Britons’ love of Marmite is legendary. But Brexit means their access to the thick concentrated yeast extract spread just became uncertain.

The grocery chain Tesco is no longer stocking Unilever products – including everything from Ben and Jerry’s ice cream and Hellmann’s mayonnaise to Persil washing powder and Dove shampoo. The move, which has seen the goods removed from Tesco’s online site and supplies dwindling in-store, is part of a standoff between the grocery chain and its biggest supplier. Unilever proposed price raises averaging 10 percent across their product range.

For Unilever, the decision to raise prices was driven by falling profit margins. The pound has dropped by almost a fifth against the dollar and the euro since the Brexit vote in June, meaning that products imported from elsewhere now cost more. But Tesco, which is engaged in an ongoing price war in the intensely competitive British grocery market, would prefer not to raise prices on its shoppers.

It’s a debate that affects all British retailers and suppliers, according to Bernstein analyst Bruno Monteyne. “While politicians can deny reality, a shampoo produced on the continent is now 17 percent more expensive,” he said to The Wall Street Journal.

Are there alternatives to the price hike? Over the past two years, food prices in Britain have dropped steadily, as the four main grocery chains compete for customers in a landscape that also includes popular discount supermarkets like Aldi and an emerging online grocery market. As a result, retailers’ profit margins are already thin, making it hard for them to protect consumers against price hikes.

With that in mind, the price rises Unilever has instituted “are substantially less than we would need to cover the impact on our own profitability,” Graeme Pitkethly, Unilever chief financial officer, told The Wall Street Journal. He explained that the company aims to balance profit with affordability for customers. Keeping goods affordable makes it less likely that customers will trade down to cheaper brands, he said.

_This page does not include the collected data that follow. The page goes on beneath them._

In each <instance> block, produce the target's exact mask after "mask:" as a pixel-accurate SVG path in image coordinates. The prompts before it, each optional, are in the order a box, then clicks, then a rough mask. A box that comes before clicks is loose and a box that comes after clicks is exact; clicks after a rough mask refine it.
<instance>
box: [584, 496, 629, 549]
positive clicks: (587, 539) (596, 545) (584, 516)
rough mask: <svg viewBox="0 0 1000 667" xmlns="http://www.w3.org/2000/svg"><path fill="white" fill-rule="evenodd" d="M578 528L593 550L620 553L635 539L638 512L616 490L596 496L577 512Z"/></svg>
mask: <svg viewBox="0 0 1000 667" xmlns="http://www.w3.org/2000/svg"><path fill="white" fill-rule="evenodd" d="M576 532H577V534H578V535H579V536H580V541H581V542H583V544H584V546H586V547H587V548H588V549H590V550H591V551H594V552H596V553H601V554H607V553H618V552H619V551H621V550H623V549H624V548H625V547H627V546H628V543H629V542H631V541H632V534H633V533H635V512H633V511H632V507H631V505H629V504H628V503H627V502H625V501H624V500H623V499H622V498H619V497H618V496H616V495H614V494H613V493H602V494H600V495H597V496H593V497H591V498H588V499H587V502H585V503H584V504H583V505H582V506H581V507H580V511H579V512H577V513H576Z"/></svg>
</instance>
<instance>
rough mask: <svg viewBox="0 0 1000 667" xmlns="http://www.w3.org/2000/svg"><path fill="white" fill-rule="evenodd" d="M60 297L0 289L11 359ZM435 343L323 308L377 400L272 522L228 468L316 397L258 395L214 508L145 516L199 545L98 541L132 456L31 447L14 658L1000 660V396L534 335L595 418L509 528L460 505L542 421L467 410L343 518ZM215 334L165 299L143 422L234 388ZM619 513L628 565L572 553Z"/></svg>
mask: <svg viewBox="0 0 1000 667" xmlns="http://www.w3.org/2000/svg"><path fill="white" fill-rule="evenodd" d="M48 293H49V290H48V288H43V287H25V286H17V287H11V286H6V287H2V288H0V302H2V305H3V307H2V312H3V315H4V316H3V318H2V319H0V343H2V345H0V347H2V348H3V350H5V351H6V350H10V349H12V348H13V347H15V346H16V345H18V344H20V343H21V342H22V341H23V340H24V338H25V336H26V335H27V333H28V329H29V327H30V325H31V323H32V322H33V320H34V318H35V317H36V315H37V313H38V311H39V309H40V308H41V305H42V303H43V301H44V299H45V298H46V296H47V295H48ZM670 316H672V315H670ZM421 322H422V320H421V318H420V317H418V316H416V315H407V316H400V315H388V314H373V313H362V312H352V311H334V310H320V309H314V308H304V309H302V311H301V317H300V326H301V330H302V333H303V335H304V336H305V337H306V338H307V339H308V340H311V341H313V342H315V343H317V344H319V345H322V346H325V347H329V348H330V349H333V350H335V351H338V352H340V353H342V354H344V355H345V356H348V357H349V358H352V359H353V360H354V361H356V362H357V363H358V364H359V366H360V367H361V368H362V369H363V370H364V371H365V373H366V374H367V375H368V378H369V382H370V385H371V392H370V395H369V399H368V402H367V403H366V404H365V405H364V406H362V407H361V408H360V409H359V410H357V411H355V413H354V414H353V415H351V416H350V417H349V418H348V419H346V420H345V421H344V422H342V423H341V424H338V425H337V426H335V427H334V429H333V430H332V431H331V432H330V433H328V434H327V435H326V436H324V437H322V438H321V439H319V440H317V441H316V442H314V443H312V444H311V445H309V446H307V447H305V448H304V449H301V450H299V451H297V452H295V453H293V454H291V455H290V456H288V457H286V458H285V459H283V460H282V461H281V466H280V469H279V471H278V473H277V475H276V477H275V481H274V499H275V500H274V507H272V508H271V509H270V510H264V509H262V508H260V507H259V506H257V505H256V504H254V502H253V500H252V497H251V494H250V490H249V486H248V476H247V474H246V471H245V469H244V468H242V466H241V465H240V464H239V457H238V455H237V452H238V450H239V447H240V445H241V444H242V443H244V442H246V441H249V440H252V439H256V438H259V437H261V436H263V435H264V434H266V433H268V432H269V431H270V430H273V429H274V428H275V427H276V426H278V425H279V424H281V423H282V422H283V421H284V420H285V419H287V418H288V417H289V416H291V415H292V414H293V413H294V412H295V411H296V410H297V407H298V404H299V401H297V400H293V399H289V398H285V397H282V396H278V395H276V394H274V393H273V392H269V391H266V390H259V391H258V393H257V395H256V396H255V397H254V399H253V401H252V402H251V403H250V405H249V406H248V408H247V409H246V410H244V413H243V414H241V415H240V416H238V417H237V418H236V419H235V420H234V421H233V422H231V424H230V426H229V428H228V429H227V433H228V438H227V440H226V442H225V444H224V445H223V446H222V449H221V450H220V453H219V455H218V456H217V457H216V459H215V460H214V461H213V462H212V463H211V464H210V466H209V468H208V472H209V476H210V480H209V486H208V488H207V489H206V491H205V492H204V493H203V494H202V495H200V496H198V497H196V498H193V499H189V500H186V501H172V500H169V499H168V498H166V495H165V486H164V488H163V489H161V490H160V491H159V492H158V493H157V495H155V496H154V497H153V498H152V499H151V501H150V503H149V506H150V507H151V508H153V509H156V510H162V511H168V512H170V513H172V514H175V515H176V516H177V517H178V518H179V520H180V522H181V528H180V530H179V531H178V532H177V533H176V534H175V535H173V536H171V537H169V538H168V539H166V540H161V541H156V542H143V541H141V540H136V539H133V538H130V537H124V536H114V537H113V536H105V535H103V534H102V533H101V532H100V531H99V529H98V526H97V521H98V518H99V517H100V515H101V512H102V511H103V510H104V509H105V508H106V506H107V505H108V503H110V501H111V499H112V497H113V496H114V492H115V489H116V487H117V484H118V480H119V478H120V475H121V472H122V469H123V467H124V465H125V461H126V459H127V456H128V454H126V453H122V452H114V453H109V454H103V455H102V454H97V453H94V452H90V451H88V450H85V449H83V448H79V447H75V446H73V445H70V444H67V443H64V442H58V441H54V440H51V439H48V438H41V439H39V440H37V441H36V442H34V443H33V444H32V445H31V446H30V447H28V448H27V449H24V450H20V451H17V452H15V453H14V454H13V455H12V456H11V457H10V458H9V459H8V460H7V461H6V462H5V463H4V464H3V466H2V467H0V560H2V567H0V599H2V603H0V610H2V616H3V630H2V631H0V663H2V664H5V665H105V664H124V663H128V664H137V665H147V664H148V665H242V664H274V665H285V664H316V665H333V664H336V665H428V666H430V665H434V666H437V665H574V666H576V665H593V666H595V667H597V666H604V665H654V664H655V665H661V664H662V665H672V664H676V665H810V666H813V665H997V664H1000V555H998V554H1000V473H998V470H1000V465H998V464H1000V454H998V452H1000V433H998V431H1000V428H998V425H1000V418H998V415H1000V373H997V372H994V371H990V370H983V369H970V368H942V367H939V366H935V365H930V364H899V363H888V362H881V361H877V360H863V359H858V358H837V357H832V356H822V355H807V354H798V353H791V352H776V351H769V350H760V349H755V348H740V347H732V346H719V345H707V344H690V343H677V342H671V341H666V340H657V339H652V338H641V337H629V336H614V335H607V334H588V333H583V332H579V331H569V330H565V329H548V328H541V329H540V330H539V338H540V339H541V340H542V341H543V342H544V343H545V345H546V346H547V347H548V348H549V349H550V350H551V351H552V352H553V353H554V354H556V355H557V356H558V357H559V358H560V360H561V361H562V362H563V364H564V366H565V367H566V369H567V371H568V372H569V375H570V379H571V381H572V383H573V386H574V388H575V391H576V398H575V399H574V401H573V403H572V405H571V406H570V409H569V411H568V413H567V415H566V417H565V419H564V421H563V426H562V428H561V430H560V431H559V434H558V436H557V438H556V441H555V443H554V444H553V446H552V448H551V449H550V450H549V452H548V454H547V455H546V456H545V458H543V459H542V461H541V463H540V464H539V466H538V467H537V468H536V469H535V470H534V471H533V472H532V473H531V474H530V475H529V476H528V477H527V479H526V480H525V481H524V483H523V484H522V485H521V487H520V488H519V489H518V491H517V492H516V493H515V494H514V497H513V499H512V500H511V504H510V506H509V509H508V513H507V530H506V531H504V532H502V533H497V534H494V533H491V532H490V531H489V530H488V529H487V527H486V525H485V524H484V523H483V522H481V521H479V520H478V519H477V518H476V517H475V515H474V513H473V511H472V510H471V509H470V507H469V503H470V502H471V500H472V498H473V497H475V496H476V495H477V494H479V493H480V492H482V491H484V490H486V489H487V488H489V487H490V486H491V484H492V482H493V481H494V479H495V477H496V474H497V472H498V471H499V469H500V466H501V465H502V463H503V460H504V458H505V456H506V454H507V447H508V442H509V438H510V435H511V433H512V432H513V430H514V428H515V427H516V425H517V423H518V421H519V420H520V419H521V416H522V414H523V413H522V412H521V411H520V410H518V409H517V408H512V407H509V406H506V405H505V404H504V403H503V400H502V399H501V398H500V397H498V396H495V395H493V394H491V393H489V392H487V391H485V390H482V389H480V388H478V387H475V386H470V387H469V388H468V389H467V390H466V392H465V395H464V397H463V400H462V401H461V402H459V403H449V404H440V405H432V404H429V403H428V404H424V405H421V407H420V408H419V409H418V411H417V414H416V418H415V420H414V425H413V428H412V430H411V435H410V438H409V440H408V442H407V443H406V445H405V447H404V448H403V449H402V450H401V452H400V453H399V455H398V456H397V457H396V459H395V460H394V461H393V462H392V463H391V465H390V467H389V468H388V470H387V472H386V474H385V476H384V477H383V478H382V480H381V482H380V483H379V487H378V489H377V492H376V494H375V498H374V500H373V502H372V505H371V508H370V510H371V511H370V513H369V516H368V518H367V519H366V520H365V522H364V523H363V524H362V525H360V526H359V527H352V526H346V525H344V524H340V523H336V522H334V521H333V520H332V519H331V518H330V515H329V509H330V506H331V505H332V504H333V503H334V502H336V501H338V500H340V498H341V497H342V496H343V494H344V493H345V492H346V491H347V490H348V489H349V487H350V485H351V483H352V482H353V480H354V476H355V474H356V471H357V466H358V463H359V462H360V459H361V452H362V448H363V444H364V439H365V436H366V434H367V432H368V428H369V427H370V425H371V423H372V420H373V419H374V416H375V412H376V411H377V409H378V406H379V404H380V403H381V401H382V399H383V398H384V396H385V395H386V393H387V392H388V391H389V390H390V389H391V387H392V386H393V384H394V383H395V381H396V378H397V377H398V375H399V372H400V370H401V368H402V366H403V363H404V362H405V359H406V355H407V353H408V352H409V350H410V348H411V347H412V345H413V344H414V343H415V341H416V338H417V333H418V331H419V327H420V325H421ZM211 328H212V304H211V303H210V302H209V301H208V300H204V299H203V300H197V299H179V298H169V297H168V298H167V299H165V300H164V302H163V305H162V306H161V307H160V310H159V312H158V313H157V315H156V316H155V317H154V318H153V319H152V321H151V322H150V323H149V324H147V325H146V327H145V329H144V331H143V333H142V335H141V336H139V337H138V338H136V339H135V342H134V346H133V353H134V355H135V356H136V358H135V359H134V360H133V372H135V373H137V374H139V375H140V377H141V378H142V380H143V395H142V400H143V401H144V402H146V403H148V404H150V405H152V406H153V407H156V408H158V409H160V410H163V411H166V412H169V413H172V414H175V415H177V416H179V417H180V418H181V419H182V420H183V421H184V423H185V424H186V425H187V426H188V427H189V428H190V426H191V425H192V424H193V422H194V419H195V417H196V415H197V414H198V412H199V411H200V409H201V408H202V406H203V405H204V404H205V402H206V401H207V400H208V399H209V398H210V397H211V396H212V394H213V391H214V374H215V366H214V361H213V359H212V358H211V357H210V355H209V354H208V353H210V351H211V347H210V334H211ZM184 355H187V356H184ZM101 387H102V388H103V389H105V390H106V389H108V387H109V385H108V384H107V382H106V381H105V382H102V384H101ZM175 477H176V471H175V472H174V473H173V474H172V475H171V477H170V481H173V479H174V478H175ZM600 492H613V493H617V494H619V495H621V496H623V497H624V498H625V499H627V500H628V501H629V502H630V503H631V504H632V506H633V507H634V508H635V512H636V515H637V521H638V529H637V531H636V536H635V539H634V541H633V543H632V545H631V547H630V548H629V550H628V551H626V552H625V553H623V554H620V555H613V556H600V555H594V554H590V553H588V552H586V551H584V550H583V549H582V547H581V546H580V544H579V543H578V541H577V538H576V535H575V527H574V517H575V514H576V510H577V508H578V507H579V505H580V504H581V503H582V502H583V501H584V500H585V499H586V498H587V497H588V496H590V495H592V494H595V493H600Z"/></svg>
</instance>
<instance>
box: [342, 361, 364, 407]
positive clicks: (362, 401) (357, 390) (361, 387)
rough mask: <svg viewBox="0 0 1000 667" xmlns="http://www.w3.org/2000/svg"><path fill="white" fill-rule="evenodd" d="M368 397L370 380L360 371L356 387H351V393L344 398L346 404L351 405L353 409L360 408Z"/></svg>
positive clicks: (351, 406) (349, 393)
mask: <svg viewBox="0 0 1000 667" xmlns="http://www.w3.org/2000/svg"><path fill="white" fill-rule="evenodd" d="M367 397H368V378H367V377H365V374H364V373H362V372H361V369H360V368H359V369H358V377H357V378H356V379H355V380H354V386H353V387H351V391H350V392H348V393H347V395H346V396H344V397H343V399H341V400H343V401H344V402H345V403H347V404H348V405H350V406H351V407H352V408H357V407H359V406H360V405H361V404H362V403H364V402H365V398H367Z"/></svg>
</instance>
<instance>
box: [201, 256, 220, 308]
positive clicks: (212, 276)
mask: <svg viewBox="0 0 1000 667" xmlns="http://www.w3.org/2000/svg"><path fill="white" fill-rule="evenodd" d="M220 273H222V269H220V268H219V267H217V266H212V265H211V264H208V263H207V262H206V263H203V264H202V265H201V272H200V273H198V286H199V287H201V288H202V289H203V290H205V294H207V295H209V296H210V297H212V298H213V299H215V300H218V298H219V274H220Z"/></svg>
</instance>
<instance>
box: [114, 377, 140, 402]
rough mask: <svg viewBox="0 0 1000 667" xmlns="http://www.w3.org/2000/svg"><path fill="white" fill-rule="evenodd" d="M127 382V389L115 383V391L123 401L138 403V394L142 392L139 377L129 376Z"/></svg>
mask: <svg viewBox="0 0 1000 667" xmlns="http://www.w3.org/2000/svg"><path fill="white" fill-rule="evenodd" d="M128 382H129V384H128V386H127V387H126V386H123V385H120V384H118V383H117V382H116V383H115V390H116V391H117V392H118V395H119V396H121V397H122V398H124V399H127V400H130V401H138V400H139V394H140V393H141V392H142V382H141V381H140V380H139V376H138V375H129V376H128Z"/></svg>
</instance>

Unilever has said it expects the disagreement to be resolved soon, a position supported by analysts. But it may be a taste of what is to come. The British Retail Consortium (BRC), a trade association for British retailers, emphasized Monday that any potential Brexit deal must focus on getting a good deal for consumers.

If Britain fails to strike a deal with the European Union and reverts to WTO trading rules instead, prices would increase across the board, the BRC told Trade Secretary Liam Fox in a letter. Meat tariffs could be as high as 27 percent, and tariffs on clothes 16 percent. Retailers cannot absorb the price increases, the retail governing body warned. That means any additional costs would have to be passed on to consumers.

Since the Brexit vote, ingredient prices have increased for three-quarters of British food and drink manufacturers, according to a Food and Drink Federation poll, which will likely be seen in higher consumer prices next year.

Chris Haskins, former chair of consumer goods firm Northern Foods, implied that the disagreement over consumer goods could affect government actions going forward.

“The moment the [British] public realizes that there’s a real cost to pay for Brexit, then the government will have to take account of that,” he told the BBC.